Thanks to an appearance in the Super Bowl, the Packers' 2010 season stretched longer than any other team in the NFL, along with the Pittsburgh Steelers.
Knowing his players would need more time to recover from a grueling season than most other teams in the NFL, head coach Mike McCarthy said his offseason conditioning program would have started in mid-April.
That's later than the typical late March to early April time frame of years past when the Packers' season didn't stretch quite so long.
Now that mid-April has arrived, players are being prevented from taking part in the team's voluntary offseason conditioning program that would typically include weight training, conditioning and work with their individual position coaches.
While players can't work out at Lambeau Field, Beebe is happy to provide an outlet for a specialized workout regimen.
"If you can find places that you think is going to enhance your ability to make you a better athlete, that's where those guys are going to go," said Beebe. "Some of those are in-house and some of those are in other areas better at certain things.
"There's certain aspects of training an athlete's strength, flexibility, explosive power and quickness. And typically, not one is always the expert in one. So players try to find the expert in nutrition and mental training per se, and the House of Speed is one of those avenues to enhance an athlete's explosive power, quickness and speed."
Meanwhile, other players are spread out across the nation.
Safety Nick Collins is working out in his native Florida. And cornerback Tramon Williams is working out where his offseason home is in Texas.
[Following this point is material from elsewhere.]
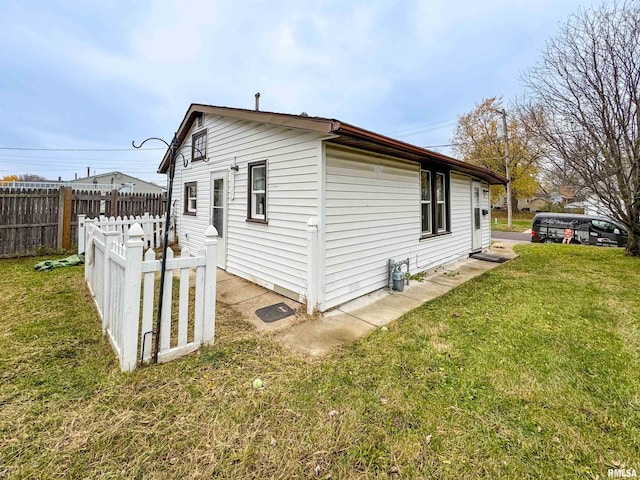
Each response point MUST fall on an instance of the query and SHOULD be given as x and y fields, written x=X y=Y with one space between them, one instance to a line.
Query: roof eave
x=375 y=138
"I'm actually out in Houston, that's where I stay at, with a guy named LeRoy Franklin, a guy I've been working out with since I've been in the league, and he's done a great job," Williams recently told Cheesehead TV. "If it's not broke, don't fix it, that's what I've been doing. I've done it last offseason and had a great season this year, so you kind of go off that superstition."
Meanwhile, a couple other Packers are working out together in Arizona in a collaborative environment.
"I'm actually working out with a few guys," said linebacker Desmond Bishop. "I'm actually working out with Charlie Peprah, Jarrett Bush in Arizona where I work out. I work out with Jermichael Finley. We get in together."
Until the labor uncertainty is resolved, working out on their own looks to be the status quo for NFL players.